Regarde, dit l'Ecolière: c'est un de mes profs. Il vient d'être sanctionné par sa hiérarchie. Ces apparatchiks lui reprochent d'avoir critiqué les journées officielles sur le climat. Le seul but de ces journées, a-t-il dit, est d'aider les politiciens à se faire réélire: ça leur est resté en travers. Il aurait également pu dire que c'est un bon dérivatif, dit le Collégien.
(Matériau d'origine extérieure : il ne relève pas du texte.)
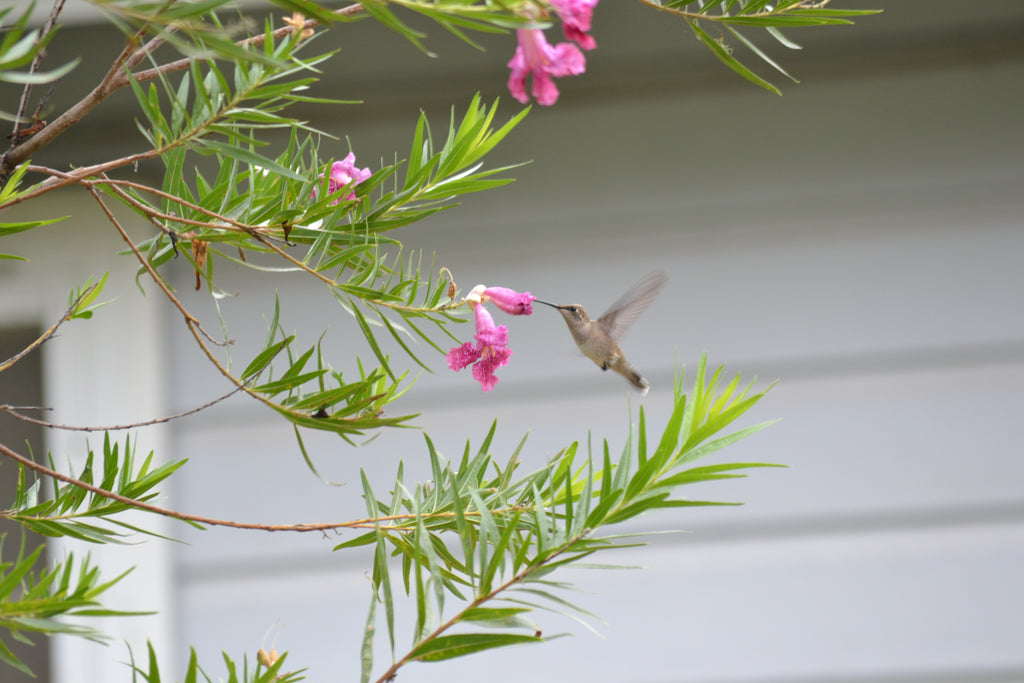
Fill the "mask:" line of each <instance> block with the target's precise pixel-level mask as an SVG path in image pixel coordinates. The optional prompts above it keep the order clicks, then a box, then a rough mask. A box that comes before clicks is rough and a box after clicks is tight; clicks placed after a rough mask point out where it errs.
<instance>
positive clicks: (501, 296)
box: [482, 287, 537, 315]
mask: <svg viewBox="0 0 1024 683" xmlns="http://www.w3.org/2000/svg"><path fill="white" fill-rule="evenodd" d="M535 299H537V297H536V296H534V295H532V294H530V293H529V292H516V291H515V290H510V289H509V288H507V287H488V288H486V289H485V290H483V297H482V300H483V301H487V300H490V301H494V302H495V305H496V306H498V307H499V308H501V309H502V310H504V311H505V312H506V313H509V314H510V315H529V314H530V313H532V312H534V306H532V303H534V300H535Z"/></svg>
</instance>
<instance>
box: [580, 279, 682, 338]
mask: <svg viewBox="0 0 1024 683" xmlns="http://www.w3.org/2000/svg"><path fill="white" fill-rule="evenodd" d="M667 282H669V275H668V274H666V272H665V270H660V269H658V270H653V271H651V272H649V273H647V274H646V275H644V276H643V279H642V280H640V282H638V283H637V284H636V285H634V286H633V287H631V288H630V289H628V290H627V291H626V294H624V295H623V296H621V297H618V298H617V299H616V300H615V302H614V303H613V304H611V305H610V306H608V310H606V311H604V313H602V314H601V317H599V318H597V324H598V325H599V326H601V329H602V330H604V331H605V332H606V333H608V334H609V335H611V338H612V339H622V338H623V336H624V335H625V334H626V332H627V331H628V330H629V329H630V327H631V326H632V325H633V324H634V323H635V322H636V319H637V318H638V317H640V313H642V312H643V311H645V310H646V309H647V306H649V305H650V304H651V302H653V301H654V298H655V297H656V296H657V295H658V294H659V293H660V292H662V289H663V288H664V287H665V284H666V283H667Z"/></svg>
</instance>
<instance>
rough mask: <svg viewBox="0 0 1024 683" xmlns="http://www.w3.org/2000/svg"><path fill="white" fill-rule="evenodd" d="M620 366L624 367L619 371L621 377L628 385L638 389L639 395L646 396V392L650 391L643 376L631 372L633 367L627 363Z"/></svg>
mask: <svg viewBox="0 0 1024 683" xmlns="http://www.w3.org/2000/svg"><path fill="white" fill-rule="evenodd" d="M622 365H623V366H624V367H623V368H622V370H621V373H622V375H623V377H625V378H626V379H628V380H629V381H630V384H632V385H633V386H635V387H636V388H637V389H639V390H640V393H641V395H647V390H648V389H650V382H648V381H647V380H645V379H644V377H643V375H641V374H640V373H638V372H637V371H635V370H633V366H631V365H629V364H627V362H623V364H622ZM616 370H617V369H616Z"/></svg>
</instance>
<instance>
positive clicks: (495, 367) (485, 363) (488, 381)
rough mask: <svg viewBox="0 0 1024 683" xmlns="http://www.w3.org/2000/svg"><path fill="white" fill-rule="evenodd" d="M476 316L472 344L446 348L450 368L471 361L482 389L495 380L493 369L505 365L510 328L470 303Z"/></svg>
mask: <svg viewBox="0 0 1024 683" xmlns="http://www.w3.org/2000/svg"><path fill="white" fill-rule="evenodd" d="M472 305H473V307H474V313H475V317H476V334H475V335H473V336H474V338H475V339H476V345H475V346H474V345H473V344H472V343H470V342H466V343H465V344H463V345H462V346H456V347H455V348H453V349H452V350H451V351H449V352H447V355H446V356H445V357H446V358H447V362H449V368H451V369H452V370H454V371H456V372H459V371H460V370H462V369H463V368H465V367H466V366H469V365H471V364H472V365H473V379H475V380H476V381H477V382H479V383H480V386H481V387H482V388H483V390H484V391H490V390H492V389H494V388H495V385H496V384H498V378H497V377H495V371H496V370H498V369H499V368H501V367H503V366H507V365H508V362H509V357H510V356H511V355H512V349H510V348H508V342H509V331H508V329H507V328H506V327H505V326H504V325H498V326H496V325H495V318H493V317H492V316H490V313H488V312H487V309H486V308H484V307H483V304H481V303H474V304H472Z"/></svg>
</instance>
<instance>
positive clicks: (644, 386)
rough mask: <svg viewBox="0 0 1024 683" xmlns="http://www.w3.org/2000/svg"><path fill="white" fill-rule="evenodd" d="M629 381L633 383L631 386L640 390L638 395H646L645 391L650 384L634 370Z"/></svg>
mask: <svg viewBox="0 0 1024 683" xmlns="http://www.w3.org/2000/svg"><path fill="white" fill-rule="evenodd" d="M629 379H630V382H632V383H633V386H635V387H636V388H638V389H640V395H642V396H646V395H647V391H648V390H649V389H650V382H648V381H647V380H645V379H644V378H643V376H642V375H640V373H638V372H637V371H635V370H634V371H633V373H632V374H631V376H630V378H629Z"/></svg>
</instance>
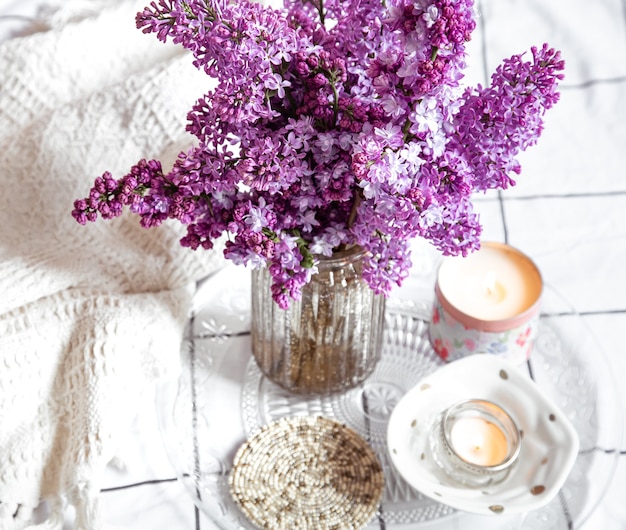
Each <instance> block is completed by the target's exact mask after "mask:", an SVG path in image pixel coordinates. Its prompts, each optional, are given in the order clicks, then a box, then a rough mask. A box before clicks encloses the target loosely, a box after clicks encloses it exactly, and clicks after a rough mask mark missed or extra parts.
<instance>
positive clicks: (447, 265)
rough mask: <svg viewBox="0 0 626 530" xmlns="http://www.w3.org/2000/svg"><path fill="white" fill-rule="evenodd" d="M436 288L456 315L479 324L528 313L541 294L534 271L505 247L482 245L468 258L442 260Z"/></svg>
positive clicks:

Pendant qu'ils parlent de la crise climatique (dont, justement, ils ne font que parler), ils ne parlent pas du reste: de la frontière méditerranéenne qui est en train de s'effondrer,  par exemple. Rien ne les en empêche, dit l'Avocate. Sauf que si l'un d'eux le faisait, il lui faudrait ensuite passer à la caisse: en France, par exemple, juste à côté, cela peut avoisiner et même dépasser les 100'000 euros: plus les frais de justice. Tiens, à propos, dit l'Ethnologue: vous avez vu les récentes déclarations d'... ...? La police d'Etat vient d'ouvrir une information à son encontre. Qu'est-ce qu'on a encore le droit de dire, dit l'Ecolière? Rien, dit l'Avocate. C'est ce qu'on est en train de t'expliquer. Mais ça, tu le sais depuis longtemps. Soit, dit l'Ecolière. Mais comme tu le vois aussi, beaucoup n'en font qu'à leur tête. Ils passent outre. En plus, ce qu'ils disent, ils le disent plutôt bien. Avec les mots qu'il faut. C'est le langage de la vérité. Je ne dis pas le contraire, dit l'Avocate. Ils font montre également d'un très grand courage. Mais là, tu te sacrifies. On peut le faire. On peut se sacrifier. Mais tu te sacrifies. Il faut en être conscient.